JR: Does it ever bother you that gay history seems to start at the Stonewall Riots and nothing ever comes before that in the history books?
LK: It's interesting. The Puritans who landed on Plymouth Rock were called Puritans – it wasn't until years later that they were called pilgrims, or vice-versa. It's important for people to have some sort of metaphor even if it's a little blown up. I think that Stonewall has been blown up into this great myth, but it was an important happening. Better that than nothing.
JR: You have been a controversial figure. As you've gotten older do you still feel like you're as controversial? Do you still feel like you have a target on your back?
LK: [Laughs] I don't think I'm controversial at all! I'm just as angry about the things that make me angry. Fortunately, I've come back from the near dead to have energy and a brain and a voice – cracked though it may be – and I get energy from my anger. I think anger is a wonderfully creative emotion if you know how to use it right.
JR: You're in the spotlight again. You've put out the documentary and you got the book. What brings you out again? Why are you doing it this time? You're a wealthy man, you've accomplished a lot why not go to Boca Raton and call it a day?
LK: Oh, boy. I'm not a wealthy man. I was a wealthy man. Unfortunately, I lost a lot of money in the last crash as did a lot of people.
JR: I won't ask you for any money then.
LK: [Laughs] Right. I never stopped doing what I'm doing. If you haven't heard of what I've been doing it was because I was writing and I spent a year or so in the hospital, which put me out of commission for a while. Now, I'm writing like crazy.
JR: You still got your ACT-UP hat on. It doesn't seem like you're going anywhere.

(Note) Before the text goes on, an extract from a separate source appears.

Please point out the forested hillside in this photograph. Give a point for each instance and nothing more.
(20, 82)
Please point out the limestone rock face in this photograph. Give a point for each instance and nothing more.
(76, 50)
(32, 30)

LK: I'm not going anywhere, I hope.
JR: What's next for you?
LK: I have to write a piece for Towleroad, which I promised about the mess in Washington, which I'm going to release on July 3rd, which is the 34th anniversary since that New York Times article that announced the beginning of our plaque. I have still to polish up volume two of The American People, and I'm waiting to hear from HBO and Ryan Murphy about when we're going to start the sequel to the film version of The Normal Heart because the original one was such a huge success for them, which is great. I've written a first draft and I'm waiting to proceed, so there's plenty on my plate.